Читать книгу Ultimate LLC Compliance Guide - Michael Spadaccini - Страница 38
FOREIGN LLCS
ОглавлениеAs mentioned earlier, an LLC conducting business in a state other than its state of organization is deemed a foreign LLC in the state in which it is a “guest.” States require foreign LLCs conducting business within their borders to register. This process of registering as a foreign LLC is known as qualification. What constitutes “conducting business” for the purposes of determining the qualification threshold differs from state to state, but universally states will define “conducting business” broadly.
But why do states require foreign LLCs to suffer the expensive and burdensome task of filing for qualification? There are several reasons.
First, foreign LLCs must pay for the privilege of doing business in a particular state. After all, an Oregon LLC competing for sales in California competes with California corporations and Californian LLCs—all of which have paid organizational fees in California. If out-of-state businesses were not required to qualify, they would enjoy a competitive advantage over domestic businesses. Thus, requiring all to register or qualify evens the playing field.
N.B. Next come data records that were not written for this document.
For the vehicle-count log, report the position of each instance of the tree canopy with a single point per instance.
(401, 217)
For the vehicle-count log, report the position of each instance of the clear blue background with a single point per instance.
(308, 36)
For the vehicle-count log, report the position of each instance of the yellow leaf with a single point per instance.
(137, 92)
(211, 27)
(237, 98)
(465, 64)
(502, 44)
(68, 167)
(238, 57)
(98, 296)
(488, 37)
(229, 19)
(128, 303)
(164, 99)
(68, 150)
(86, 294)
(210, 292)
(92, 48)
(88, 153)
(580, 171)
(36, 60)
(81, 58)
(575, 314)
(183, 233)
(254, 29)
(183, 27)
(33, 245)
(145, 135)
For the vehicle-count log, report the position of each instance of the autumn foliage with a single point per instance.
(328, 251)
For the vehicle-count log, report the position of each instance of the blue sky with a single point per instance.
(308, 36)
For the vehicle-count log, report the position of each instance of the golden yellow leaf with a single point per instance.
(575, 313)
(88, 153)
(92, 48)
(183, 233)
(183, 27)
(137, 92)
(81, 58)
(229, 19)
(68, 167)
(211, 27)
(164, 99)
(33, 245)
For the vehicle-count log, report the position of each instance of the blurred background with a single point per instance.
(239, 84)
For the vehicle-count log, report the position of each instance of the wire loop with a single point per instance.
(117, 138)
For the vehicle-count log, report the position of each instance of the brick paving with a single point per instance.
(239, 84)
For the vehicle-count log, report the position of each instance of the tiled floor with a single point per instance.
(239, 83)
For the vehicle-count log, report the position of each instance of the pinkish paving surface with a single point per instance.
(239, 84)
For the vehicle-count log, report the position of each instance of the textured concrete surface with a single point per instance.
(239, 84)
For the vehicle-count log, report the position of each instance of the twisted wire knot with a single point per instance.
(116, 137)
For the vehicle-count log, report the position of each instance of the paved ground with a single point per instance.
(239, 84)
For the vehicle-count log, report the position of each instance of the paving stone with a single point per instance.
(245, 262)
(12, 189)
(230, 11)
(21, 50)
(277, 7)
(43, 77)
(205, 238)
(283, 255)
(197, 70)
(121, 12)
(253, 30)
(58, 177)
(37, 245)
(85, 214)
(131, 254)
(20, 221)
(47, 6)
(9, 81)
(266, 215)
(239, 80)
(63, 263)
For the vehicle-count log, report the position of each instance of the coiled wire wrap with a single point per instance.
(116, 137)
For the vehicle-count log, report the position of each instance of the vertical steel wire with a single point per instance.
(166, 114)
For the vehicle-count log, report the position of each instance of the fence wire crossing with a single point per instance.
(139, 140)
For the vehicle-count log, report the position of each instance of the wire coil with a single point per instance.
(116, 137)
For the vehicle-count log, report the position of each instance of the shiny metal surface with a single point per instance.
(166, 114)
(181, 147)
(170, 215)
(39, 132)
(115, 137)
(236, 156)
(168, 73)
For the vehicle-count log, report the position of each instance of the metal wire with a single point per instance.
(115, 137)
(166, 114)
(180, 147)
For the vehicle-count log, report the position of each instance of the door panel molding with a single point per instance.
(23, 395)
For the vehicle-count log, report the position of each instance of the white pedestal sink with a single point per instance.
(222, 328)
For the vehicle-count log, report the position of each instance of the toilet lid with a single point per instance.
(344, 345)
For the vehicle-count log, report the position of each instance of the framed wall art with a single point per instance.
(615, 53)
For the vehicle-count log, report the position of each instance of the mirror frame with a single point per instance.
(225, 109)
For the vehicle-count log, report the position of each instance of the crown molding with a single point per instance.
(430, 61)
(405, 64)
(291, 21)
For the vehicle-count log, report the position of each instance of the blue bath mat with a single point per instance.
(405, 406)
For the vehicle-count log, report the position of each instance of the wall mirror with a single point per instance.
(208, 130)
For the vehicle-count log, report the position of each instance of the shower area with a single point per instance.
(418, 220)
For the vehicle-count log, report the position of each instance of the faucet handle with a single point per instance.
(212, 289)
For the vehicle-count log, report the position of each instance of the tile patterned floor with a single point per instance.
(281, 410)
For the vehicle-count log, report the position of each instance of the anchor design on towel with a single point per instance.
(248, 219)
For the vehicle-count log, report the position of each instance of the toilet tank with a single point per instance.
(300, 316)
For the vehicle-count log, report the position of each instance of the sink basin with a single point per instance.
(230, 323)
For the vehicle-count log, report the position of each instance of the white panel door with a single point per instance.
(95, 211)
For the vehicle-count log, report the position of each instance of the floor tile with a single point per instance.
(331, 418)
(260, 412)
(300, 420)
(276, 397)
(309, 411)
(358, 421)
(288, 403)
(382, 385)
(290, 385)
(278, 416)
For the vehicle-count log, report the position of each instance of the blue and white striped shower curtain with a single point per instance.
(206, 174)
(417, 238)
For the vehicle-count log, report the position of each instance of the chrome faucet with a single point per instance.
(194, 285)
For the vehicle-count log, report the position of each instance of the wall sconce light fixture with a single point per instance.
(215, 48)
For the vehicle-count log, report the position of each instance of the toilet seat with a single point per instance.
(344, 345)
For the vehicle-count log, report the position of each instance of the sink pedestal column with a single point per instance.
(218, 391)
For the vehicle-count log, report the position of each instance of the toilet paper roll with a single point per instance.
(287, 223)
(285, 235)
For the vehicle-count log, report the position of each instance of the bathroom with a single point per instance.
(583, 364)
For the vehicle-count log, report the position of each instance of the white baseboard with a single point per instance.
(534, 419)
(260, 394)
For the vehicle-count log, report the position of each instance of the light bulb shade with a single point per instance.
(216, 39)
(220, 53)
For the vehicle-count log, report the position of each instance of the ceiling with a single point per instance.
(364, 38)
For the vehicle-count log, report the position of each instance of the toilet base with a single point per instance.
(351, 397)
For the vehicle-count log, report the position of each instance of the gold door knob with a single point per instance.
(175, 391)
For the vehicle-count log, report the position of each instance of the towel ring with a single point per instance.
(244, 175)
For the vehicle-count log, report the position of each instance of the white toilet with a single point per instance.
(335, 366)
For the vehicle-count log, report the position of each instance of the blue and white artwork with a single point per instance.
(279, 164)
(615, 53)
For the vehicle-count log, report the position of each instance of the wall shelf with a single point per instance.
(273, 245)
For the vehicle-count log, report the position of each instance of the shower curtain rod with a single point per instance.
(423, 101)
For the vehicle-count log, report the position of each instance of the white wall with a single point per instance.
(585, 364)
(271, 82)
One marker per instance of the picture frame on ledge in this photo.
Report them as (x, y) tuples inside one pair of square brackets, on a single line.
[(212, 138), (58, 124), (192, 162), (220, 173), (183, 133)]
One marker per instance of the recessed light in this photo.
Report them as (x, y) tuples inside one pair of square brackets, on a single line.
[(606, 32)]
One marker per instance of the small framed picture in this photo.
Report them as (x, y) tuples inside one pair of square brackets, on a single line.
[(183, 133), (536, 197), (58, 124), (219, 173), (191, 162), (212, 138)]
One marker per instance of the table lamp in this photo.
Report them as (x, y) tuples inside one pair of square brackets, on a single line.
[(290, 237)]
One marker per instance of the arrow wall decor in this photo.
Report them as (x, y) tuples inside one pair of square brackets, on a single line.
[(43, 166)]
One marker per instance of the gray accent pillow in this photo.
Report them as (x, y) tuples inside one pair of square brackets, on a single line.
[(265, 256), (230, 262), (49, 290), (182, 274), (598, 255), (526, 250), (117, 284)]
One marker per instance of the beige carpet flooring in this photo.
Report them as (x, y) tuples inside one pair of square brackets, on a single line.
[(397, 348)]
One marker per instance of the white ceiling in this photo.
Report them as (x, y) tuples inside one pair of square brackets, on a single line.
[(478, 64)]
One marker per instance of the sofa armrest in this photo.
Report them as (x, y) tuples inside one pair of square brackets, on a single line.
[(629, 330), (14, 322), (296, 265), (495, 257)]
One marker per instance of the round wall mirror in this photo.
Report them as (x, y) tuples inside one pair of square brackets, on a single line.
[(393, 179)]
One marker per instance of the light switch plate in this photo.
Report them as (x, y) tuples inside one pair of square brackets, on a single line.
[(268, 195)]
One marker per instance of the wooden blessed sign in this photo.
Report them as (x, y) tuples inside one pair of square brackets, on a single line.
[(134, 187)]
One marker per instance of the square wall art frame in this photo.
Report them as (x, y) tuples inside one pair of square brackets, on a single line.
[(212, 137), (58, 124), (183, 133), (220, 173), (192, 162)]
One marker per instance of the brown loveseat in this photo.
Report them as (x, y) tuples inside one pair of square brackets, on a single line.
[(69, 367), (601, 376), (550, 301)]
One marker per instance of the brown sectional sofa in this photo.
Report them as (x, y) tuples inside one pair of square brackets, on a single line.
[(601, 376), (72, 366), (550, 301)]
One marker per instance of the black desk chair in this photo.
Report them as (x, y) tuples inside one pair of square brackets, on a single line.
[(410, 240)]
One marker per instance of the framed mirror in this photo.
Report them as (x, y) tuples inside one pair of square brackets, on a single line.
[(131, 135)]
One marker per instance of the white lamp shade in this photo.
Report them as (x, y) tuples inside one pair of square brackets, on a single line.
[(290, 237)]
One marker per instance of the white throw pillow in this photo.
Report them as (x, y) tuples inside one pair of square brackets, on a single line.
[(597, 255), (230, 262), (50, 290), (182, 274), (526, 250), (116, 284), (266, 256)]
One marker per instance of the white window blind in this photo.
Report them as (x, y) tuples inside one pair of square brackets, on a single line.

The second reason is for consumer protection. Once an LLC qualifies as a foreign LLC, it admits to jurisdiction in the foreign state, it appoints an agent for service of legal process, and it can be sued there. It is much easier to serve a company with legal process in one’s home state than in the state in which it was organized. Thus, consumers in the state where the LLC is qualified are more protected from any misdeeds committed by the LLC. Consequently, foreign LLCs are more accountable to consumers.
Qualifying as a foreign LLC closely mirrors the process of organization. LLCs must typically file their articles of organization in the foreign state, along with an additional filing that includes information specific to the foreign state, such as the resident agent in the foreign state. Every state’s procedure for foreign qualification will differ slightly. The filing fees for qualification are always at least as high as for filing articles of organization and often higher.
The decision whether to qualify in a foreign state must be made cautiously. Once qualified, an LLC must file periodic reports in the foreign state, will likely need to file tax returns and pay taxes there, and must appoint a local agent. Also, qualification in a foreign state makes it much easier for creditors to serve process and bring lawsuits against the LLC in the foreign state.
While the requirements of foreign qualification are clear and obvious, in practice such requirements are routinely ignored by smaller companies. Smaller companies simply lack the resources to register in each state in which they do business. Even though every state requires foreign LLCs to qualify, no state makes a meaningful effort to enforce its requirement. However, this is not to say that it is wise to ignore the obligation to qualify as a foreign LLC. The law is the law and you should always endeavor to obey it.